Iran and Other Middle East Challenges Facing Israel and the United States September 28, 2012
Iran’s steady march towards nuclear weapons capability remains the most pressing issue in the Mideast, said analysts during a call hosted by The Jewish Federations of North America and the Jewish Council for Public Affairs, together with their shared initiative, the Israel Action Network.
The call, which followed Israeli Prime Minister Benjamin Netanyahu’s address to the United Nations on Thursday, featured former Israeli Ambassador to the UN Dore Gold, now president of the Jerusalem Center for Public Affairs, and Jeffrey Goldberg, national correspondent for The Atlantic and Bloomberg View.
“The West must find a way to ratchet the pressures [on Iran] up through economic sanctions, through a red line, and through the threat of military force,” Gold told more than 250 members of the Jewish Federation community who joined the call. “If we continue the way we’re going, Iranians will cross the nuclear finish line.”
Both Gold and Goldberg addressed Netanyahu’s increasingly urgent directive to “draw a red line” in Iran’s nuclear weapons quest, which the prime minister highlighted during his UN speech with a diagram of a bomb. By next spring, said Netanyahu, Iran could be 90 percent of the way towards weapons-grade enriched uranium.
“The issue of when it’s too late [to address the Iranian threat] is different for both countries,” said Goldberg, noting that the American red line is not as urgent as the Israeli red line. “The U.S. has time, and it has the capabilities, should it ever go down the military path, to deal with Iran in a fairly definitive way – not only its nuclear program, but its entire military infrastructure.”
From Israel’s perspective, he continued, “the issue has never been: next Tuesday Iran will have a bomb. The issue is: when is it too late to stop Iran from getting a bomb?”
While Netanyahu has repeatedly advocated for Israel’s sovereign right to protect itself, Goldberg contended that the prime minister has been forced to balance his desire to address the Iranian nuclear threat with his need to protect Israel’s reputation in the U.S. “Prime Minister Netanyahu would have launched an independent strike on Iran a long time ago had he not been so worried about its effect on America – in congress, with the President and in the media,” he said.
Both speakers agreed that the relationship between Prime Minister Netanyahu and President Obama is unlikely to impact the Iran issue. “President Obama would not punish the people or the State of Israel because he does not like the prime minister,” said Goldberg. “President Obama has made it clear that a nuclear-free Iran is in America’s best national security interests.”

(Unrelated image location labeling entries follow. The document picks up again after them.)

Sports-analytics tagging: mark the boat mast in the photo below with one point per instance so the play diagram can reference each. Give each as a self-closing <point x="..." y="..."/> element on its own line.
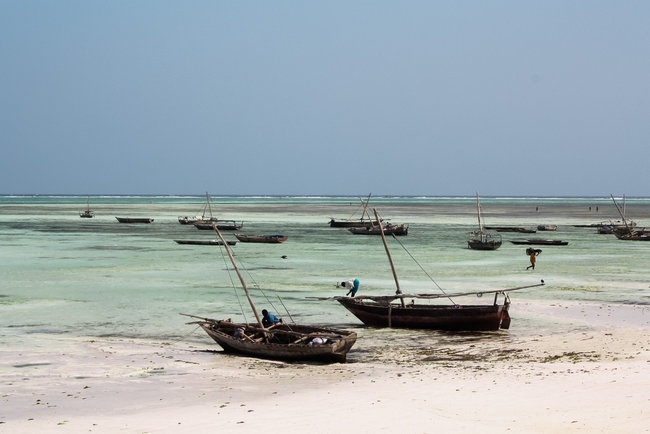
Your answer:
<point x="365" y="208"/>
<point x="241" y="279"/>
<point x="622" y="213"/>
<point x="390" y="259"/>
<point x="478" y="208"/>
<point x="208" y="206"/>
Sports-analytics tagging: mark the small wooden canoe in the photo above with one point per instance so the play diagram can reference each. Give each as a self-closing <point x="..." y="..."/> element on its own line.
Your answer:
<point x="261" y="238"/>
<point x="540" y="242"/>
<point x="134" y="219"/>
<point x="205" y="242"/>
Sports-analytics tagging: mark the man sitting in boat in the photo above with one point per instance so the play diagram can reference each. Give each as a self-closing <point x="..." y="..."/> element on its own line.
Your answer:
<point x="351" y="285"/>
<point x="268" y="319"/>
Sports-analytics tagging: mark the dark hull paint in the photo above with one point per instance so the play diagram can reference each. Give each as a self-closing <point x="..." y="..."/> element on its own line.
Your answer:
<point x="222" y="333"/>
<point x="439" y="317"/>
<point x="134" y="219"/>
<point x="483" y="245"/>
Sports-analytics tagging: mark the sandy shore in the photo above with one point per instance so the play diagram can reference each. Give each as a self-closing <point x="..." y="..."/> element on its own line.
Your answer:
<point x="595" y="379"/>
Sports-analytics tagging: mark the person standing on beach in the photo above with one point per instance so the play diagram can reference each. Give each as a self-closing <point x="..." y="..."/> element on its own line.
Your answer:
<point x="351" y="285"/>
<point x="532" y="253"/>
<point x="268" y="319"/>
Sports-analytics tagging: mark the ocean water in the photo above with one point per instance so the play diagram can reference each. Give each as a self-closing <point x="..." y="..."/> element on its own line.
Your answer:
<point x="90" y="278"/>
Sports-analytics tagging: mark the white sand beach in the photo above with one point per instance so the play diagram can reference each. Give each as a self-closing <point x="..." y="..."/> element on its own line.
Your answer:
<point x="594" y="380"/>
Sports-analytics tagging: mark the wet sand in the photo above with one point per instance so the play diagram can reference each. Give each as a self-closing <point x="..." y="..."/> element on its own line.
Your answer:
<point x="592" y="379"/>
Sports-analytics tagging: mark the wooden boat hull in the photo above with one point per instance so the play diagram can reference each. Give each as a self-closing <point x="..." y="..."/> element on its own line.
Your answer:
<point x="541" y="242"/>
<point x="350" y="223"/>
<point x="205" y="242"/>
<point x="483" y="245"/>
<point x="336" y="351"/>
<point x="425" y="316"/>
<point x="184" y="220"/>
<point x="396" y="230"/>
<point x="261" y="238"/>
<point x="223" y="225"/>
<point x="134" y="219"/>
<point x="633" y="236"/>
<point x="511" y="229"/>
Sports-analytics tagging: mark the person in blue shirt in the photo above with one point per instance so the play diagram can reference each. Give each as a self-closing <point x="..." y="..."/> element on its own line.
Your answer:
<point x="268" y="319"/>
<point x="352" y="286"/>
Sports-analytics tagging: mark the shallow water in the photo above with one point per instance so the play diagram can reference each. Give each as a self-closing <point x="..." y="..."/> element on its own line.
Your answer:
<point x="96" y="277"/>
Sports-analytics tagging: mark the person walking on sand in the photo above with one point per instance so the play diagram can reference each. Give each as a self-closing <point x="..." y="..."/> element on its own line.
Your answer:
<point x="532" y="253"/>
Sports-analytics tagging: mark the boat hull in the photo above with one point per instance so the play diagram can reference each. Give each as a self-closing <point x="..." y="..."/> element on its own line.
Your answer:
<point x="438" y="317"/>
<point x="395" y="230"/>
<point x="205" y="242"/>
<point x="223" y="225"/>
<point x="350" y="223"/>
<point x="541" y="242"/>
<point x="134" y="219"/>
<point x="342" y="341"/>
<point x="483" y="245"/>
<point x="261" y="238"/>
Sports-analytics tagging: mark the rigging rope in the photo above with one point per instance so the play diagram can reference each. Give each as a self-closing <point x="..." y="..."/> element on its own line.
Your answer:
<point x="232" y="283"/>
<point x="242" y="266"/>
<point x="421" y="268"/>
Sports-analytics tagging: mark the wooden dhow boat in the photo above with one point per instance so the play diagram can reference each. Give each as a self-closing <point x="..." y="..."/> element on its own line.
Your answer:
<point x="288" y="342"/>
<point x="134" y="219"/>
<point x="87" y="213"/>
<point x="480" y="239"/>
<point x="511" y="229"/>
<point x="395" y="311"/>
<point x="354" y="223"/>
<point x="378" y="229"/>
<point x="261" y="238"/>
<point x="627" y="231"/>
<point x="205" y="242"/>
<point x="540" y="242"/>
<point x="205" y="220"/>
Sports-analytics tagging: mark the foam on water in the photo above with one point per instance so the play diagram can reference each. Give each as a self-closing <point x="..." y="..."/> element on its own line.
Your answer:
<point x="97" y="277"/>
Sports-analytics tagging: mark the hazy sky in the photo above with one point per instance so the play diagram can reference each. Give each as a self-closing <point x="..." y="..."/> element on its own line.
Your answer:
<point x="325" y="97"/>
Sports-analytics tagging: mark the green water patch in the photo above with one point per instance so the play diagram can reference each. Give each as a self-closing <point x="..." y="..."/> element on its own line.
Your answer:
<point x="580" y="288"/>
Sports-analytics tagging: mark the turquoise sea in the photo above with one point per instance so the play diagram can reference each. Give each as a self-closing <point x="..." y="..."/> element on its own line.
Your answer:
<point x="91" y="278"/>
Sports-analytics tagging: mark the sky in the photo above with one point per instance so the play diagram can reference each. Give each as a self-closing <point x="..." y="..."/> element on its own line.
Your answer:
<point x="525" y="98"/>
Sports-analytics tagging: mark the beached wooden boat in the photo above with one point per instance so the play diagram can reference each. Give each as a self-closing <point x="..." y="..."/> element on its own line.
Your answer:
<point x="205" y="220"/>
<point x="395" y="311"/>
<point x="388" y="229"/>
<point x="511" y="229"/>
<point x="540" y="242"/>
<point x="204" y="242"/>
<point x="364" y="221"/>
<point x="261" y="238"/>
<point x="223" y="225"/>
<point x="281" y="342"/>
<point x="87" y="213"/>
<point x="480" y="239"/>
<point x="134" y="219"/>
<point x="635" y="235"/>
<point x="289" y="342"/>
<point x="627" y="231"/>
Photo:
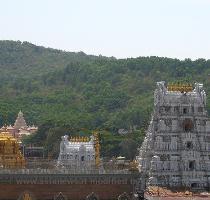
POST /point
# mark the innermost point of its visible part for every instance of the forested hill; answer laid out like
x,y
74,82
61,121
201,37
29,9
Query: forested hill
x,y
82,91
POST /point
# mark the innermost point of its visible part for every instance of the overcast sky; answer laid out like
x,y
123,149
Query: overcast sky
x,y
120,28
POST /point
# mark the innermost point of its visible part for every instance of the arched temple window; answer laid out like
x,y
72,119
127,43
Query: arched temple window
x,y
189,145
82,158
187,125
192,165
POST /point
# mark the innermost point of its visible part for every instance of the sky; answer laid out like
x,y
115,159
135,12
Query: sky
x,y
119,28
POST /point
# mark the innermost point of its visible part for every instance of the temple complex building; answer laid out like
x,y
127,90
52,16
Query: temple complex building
x,y
79,153
176,148
20,127
10,155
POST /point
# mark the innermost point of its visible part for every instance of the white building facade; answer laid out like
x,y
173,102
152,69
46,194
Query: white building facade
x,y
176,148
77,154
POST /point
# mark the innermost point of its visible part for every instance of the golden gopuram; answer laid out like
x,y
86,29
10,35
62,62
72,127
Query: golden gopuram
x,y
10,155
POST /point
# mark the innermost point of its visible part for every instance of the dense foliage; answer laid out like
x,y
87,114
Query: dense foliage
x,y
66,92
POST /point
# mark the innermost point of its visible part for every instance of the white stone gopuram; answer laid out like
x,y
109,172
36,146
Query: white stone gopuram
x,y
79,153
176,148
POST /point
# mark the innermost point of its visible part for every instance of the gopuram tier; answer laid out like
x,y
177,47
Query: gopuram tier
x,y
176,148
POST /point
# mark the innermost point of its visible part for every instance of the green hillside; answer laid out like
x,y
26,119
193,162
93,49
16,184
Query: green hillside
x,y
64,91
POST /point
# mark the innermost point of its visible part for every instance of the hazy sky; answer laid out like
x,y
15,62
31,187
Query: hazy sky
x,y
120,28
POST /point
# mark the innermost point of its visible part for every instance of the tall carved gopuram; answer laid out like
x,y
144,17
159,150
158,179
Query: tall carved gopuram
x,y
10,155
176,148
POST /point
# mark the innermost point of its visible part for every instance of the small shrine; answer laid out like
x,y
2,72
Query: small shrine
x,y
10,155
79,152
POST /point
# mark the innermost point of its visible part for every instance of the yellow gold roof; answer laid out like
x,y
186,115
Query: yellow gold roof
x,y
180,87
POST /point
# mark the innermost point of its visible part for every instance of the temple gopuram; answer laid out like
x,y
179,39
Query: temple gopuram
x,y
10,155
79,153
176,149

With the upcoming elections, strategic differences have been distorted beyond their true meaning. “President Obama and Prime Minister Netanyahu are very sophisticated people. These are men that are defending national interests,” Gold said. “They have true differences, but their strategic interests are compatible.”
Also compatible, continued Gold, are the strategic interests of most other countries in the Mideast region. “Arab states are as nervous about Iran as Israel is,” he said. “Israel is today leading the charge, but many countries understand that their most vital interests will be affected if Iran crosses a nuclear threshold.”

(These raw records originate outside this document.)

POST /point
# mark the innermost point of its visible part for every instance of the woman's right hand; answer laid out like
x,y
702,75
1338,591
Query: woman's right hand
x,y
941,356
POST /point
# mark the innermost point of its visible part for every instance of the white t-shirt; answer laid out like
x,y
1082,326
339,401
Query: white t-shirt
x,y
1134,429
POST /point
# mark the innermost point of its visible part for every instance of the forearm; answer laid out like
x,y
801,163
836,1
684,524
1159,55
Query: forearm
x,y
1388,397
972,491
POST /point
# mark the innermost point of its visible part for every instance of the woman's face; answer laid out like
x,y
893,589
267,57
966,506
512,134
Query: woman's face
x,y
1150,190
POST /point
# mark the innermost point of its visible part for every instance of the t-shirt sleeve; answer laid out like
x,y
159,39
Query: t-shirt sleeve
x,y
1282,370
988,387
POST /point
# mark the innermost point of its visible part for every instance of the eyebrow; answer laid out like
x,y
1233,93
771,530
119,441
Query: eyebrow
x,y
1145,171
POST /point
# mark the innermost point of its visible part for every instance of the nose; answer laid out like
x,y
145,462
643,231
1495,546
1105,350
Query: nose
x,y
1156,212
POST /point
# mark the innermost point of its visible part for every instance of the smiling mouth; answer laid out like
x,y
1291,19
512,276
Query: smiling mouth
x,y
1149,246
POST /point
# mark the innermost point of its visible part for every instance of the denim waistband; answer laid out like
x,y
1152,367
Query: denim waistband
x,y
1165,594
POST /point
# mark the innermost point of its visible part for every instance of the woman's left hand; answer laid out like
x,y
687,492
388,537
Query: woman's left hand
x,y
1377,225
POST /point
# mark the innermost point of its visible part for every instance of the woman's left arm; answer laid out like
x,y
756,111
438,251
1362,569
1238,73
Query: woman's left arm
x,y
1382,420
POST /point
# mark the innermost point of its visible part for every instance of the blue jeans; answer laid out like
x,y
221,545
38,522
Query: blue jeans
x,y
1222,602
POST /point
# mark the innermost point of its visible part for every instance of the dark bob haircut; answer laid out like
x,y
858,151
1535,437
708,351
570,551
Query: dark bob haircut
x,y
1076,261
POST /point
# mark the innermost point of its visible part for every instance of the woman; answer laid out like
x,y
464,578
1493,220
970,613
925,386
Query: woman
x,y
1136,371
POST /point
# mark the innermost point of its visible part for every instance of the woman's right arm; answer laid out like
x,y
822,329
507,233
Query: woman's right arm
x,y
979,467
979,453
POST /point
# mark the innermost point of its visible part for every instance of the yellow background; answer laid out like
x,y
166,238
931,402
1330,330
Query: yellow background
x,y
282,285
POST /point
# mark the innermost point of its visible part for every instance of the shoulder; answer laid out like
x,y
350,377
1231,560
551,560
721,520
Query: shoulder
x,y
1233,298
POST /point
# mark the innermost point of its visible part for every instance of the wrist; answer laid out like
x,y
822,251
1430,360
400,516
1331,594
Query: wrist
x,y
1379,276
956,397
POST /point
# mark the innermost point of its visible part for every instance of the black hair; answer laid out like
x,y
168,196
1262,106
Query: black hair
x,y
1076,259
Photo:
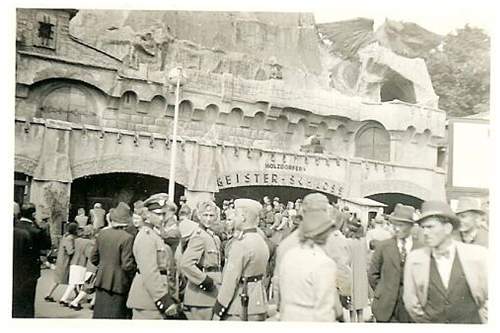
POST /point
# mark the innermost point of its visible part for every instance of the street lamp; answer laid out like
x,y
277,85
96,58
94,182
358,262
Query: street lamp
x,y
176,77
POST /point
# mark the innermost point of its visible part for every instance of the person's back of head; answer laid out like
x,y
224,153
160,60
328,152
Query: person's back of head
x,y
72,228
28,210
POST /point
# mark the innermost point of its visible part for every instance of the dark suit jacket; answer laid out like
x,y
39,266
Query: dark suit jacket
x,y
384,275
40,240
112,254
22,255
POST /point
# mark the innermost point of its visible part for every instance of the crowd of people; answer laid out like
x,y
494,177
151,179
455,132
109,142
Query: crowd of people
x,y
308,260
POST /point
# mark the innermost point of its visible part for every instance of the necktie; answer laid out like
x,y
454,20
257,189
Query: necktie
x,y
442,255
403,250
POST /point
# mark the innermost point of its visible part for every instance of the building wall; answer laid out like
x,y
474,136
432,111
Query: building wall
x,y
117,119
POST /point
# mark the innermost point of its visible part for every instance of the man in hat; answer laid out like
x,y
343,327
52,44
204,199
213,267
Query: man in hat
x,y
201,264
446,281
31,238
378,233
335,247
470,213
152,295
385,272
242,295
112,254
307,276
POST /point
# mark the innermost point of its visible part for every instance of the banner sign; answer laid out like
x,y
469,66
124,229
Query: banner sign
x,y
270,178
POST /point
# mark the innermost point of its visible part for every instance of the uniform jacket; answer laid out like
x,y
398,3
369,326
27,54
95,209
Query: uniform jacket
x,y
153,258
307,285
384,275
474,260
113,257
203,251
248,257
83,250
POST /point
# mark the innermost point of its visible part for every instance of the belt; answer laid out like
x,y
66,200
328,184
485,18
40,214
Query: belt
x,y
209,269
253,278
162,272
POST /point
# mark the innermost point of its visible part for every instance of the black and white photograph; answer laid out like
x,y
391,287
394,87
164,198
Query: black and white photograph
x,y
314,162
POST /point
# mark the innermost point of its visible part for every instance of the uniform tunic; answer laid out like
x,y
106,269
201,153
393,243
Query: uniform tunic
x,y
201,258
248,257
307,285
151,281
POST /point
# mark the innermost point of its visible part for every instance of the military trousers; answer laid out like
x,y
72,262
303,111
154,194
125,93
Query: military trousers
x,y
257,317
199,313
146,314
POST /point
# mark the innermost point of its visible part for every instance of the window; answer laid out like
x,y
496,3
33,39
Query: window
x,y
45,33
129,100
373,142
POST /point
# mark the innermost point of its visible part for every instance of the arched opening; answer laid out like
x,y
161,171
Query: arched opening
x,y
111,188
285,193
235,117
212,112
67,100
373,142
259,120
128,101
157,105
397,87
391,199
185,110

Goldberg and Gold also addressed other troubling developments in the Mideast, including the mounting security challenges in Sinai to both Israel and Egypt, the recent deadly blasphemy riots, and the rising violence in Syria and its political effects on the region.
“An opportunity is being missed in Syria at this moment – not only a humanitarian opportunity to actually go and help as people are being slaughtered by the thousands – but the opportunity to deny Iran its only Arab ally, which is the Assad regime,” said Goldberg.